“On Gard” (HPV vaccine)


Gardasil, a vaccine which prevents Human Papillomavirus cancer, is sometimes eschewed even by those who normally embrace vaccination. Some parents ensure that their children are fully inoculated, with this one exception. 

But Gardasil’s safety record is excellent and the refusals are based on a misinformation campaign. The HPV vaccine is part of a regimen that makes is less likely to contract one type of cancer. Avoiding smoking and excessive sun and alcohol, along vaccines and a reasonable diet and exercise program all play their part in optimal health.

With regard to HPV, it causes nearly five percent on new cancers, the same as tobacco. Skipping the vaccine, then, creates unnecessary risk. The Advisory Committee on Immunization Practices recommends that 11- and 12-year-olds be vaccinated against it.

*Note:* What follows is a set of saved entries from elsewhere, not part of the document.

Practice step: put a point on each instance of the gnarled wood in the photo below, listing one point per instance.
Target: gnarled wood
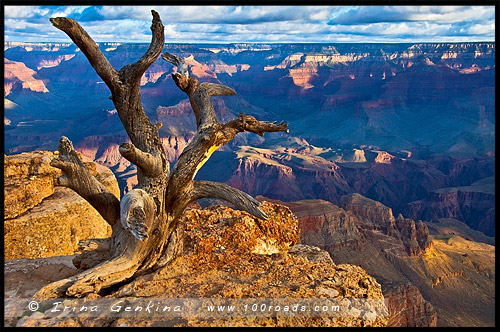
(149, 234)
(77, 177)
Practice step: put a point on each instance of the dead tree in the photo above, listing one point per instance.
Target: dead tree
(146, 221)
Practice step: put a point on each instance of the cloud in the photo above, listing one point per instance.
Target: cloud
(231, 24)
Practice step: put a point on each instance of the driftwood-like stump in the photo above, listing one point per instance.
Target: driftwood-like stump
(146, 230)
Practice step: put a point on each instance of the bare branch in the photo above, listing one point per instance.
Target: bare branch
(177, 61)
(243, 201)
(137, 211)
(133, 72)
(89, 47)
(77, 177)
(149, 164)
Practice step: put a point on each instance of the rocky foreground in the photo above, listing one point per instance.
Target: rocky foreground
(228, 255)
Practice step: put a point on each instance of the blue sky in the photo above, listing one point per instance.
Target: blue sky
(258, 24)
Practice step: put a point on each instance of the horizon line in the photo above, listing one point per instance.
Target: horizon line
(261, 43)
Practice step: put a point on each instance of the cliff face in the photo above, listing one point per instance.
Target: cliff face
(408, 307)
(423, 268)
(375, 216)
(476, 209)
(232, 256)
(42, 220)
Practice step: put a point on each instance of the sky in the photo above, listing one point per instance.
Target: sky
(258, 24)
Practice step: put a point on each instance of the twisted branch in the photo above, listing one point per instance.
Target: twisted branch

But since HPV is a sexually-transmitted disease, some religious parents feel that allowing the vaccine will cause their child to be promiscuous. But this is no more reasonable than thinking that skipping the vaccine will cause chaste behavior. Then there are those who think their children are too upright to fall prey to temptations of the flesh. This assumption about their offspring’s behavior is matched only by their inflated sense of their parenting skills. Moreover, the horrific but plausible idea of the child being sexually assaulted should be enough to override this line of reasoning.

The Skeptical Raptor cited a Gardasil safety study of 200,000 young women, which showed no “evidence of new safety concerns among females 9 to 26 years of age secondary to vaccination with HPV4.”

In another study of almost 1 millions girls and young women, HPV-vaccinated subjects were compared with those who received a placebo. The authors concluded that the study “identified no safety signals with respect to autoimmune, neurological, and venous thromboembolic events after the HPV vaccine had been administered. 

Additionally, an eight-year clinical trial comparing HPV to a placebo showed no difference in adverse results.

Points to the contrary consist mainly of anecdotes over data, offenses to religious sensibilities, and whispers (or shouts) about the evils of Big Pharma. In other words, not much science and research going on.

There are no legitimate, evidence-based objections to Gardasil, which research has repeatedly shown to be safe and effective. Studies published in authentic medical journals, highlighting work done by experts in the fields of epidemiology, virology, infectious diseases, and cancer research, all bear this out.

2 thoughts on ““On Gard” (HPV vaccine)

  1. Looking for a citation to support the comment: “With regard to HPV, it causes nearly five percent on new cancers, the same as tobacco.” I think this may put the risks into better perspective for my patients’ parents and encourage them to accept the vaccine.